Régions

Casablanca/Gestion déléguée
Bientôt la révision du contrat avec Lydec

Par L'Economiste | Edition N°:4635 Le 27/10/2015 | Partager
Le comité de suivi du maire en fait une priorité
Le processus déjà lancé du temps de Sajid
Les réclamations des clients se multiplient

Les 4 délégataires du service de la distribution de l’eau, de l’électricité et de l’assainissement (Casablanca, Rabat, Tanger et Tétouan) n’ont pratiquement jamais fait l’objet d’une révision quinquennale à l’exception de l'avenant au contrat de gestion déléguée en mai 2009, conclu entre Lydec et l’autorité délégante

Quelques jours à peine après son installation, le nouveau comité du Conseil de la ville, en charge du suivi de la gestion déléguée de la distribution de l’eau, de l’électricité, de l’assainissement et de l’éclairage public, s’attaque aux dossiers prioritaires. Parmi eux, figure la révision du contrat de délégation. «Nous allons en priorité entamer la révision du contrat qui a accumulé un retard considérable», confie à L’Economiste l’un des membres de ce comité, formé de 6 élus, dont 4 issus du PJD, et présidé par le 1er adjoint du Conseil de la ville, Abdessamad El Haykar (également président de l’arrondissement de Maârif).
Comme son nom l’indique, la révision quinquennale doit intervenir tous les 5 ans. Or, il n’en est rien. La dernière en date remonte à plus d’une décennie. «L’objectif étant d’actualiser et d’adapter ses termes pour éviter tout dysfonctionnement aussi bien du côté du délégataire que du côté de l’autorité délégante», poursuit l’élu, membre du comité de suivi.
Ce processus de révision a été entamé, rappelons-le, à l’époque de l’ancienne équipe Sajid. D’ailleurs, un audit est déjà opéré, dont les résultats serviront certainement de base au travail de la nouvelle équipe en place depuis la semaine dernière (cf. édition du 22 octobre 2015).
La gestion déléguée de la distribution de l’eau et de l’électricité n’a jamais été autant critiquée. Ce n’est pas pour rien qu’une commission du ministère de l’Intérieur a décidé de se pencher sur le cas Amendis, après les vives protestations des Tangérois qui ont failli tourner à la fronde (cf. édition du 20 octobre 2015).
A Casablanca, des réclamations des consommateurs refont de temps à autre surface, notamment à l’occasion d’augmentations tarifaires ou de factures jugées «exorbitantes». Sont notamment pointées du doigt les factures de plus en plus rapprochées, qui donnent même parfois l’impression de se chevaucher. «Il me semble que je règle mes consommations toutes les 3 semaines et non sur un mois», s’insurge une cliente casablancaise.

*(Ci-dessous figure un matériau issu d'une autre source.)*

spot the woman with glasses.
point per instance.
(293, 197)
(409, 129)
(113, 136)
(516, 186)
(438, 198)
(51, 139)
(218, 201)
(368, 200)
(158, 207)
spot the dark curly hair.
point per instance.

De surcroît, les factures arrivent généralement en décalage avec la fin du mois (avant les virements de salaires). Et en cas de non-paiement, la «coupure d’électricité intervient dans des délais trop courts». Tarifs exorbitants, lecture non régulière des compteurs, recours aux  simulations… sont autant de griefs que les consommateurs relèvent régulièrement chez Lydec.
Les récentes augmentations et la réforme tarifaire des tranches appliquée depuis le mois de septembre 2014 n’ont pas arrangé les choses. «Ces factures, constamment en hausse, sont devenues hors de portée des habitants, surtout les plus démunis», renchérit un autre consommateur.
En effet, avec l’application du système à 6 tranches pour l’électricité et à 5 tranches pour l’eau, les compteurs communs ou multifoyers génèrent des factures «astronomiques» destinées aux populations les plus démunies (dont beaucoup louent des chambres). Lydec avait promis de s’attaquer à ce problème épineux en raccordant individuellement le maximum de foyers ou, le cas échéant, en tenant compte du nombre de familles raccordées à chaque compteur pour établir la facture.
Outre les consommateurs, la Cour des comptes n’a pas non plus été tendre avec les délégataires de la distribution de l’eau, l’électricité et l’assainissement.
En témoigne le dernier rapport, datant de 2014, qui a fustigé le mode de gestion déléguée. Pour les magistrats de la Cour, les délégataires restent en deçà des objectifs fixés en matière d’investissement. «Des retards ont été enregistrés sur les projets structurants dans l’assainissement, tels les émissaires, les stations de prétraitement, les intercepteurs et les collecteurs», relève le rapport. De même, les délais de révision quinquennale ne sont jamais respectés.  A Casablanca, la mise en service en mai dernier du système anti-pollution du littoral Est (SAP Est) a certes permis la dépollution à 100% du littoral de la métropole (pour un investissement de 1,45 milliard de DH), mais beaucoup reste à faire, notamment en matière de raccordement des quartiers périphériques aux réseaux d’assainissement, de protection contre les eaux pluviales, éclairage public …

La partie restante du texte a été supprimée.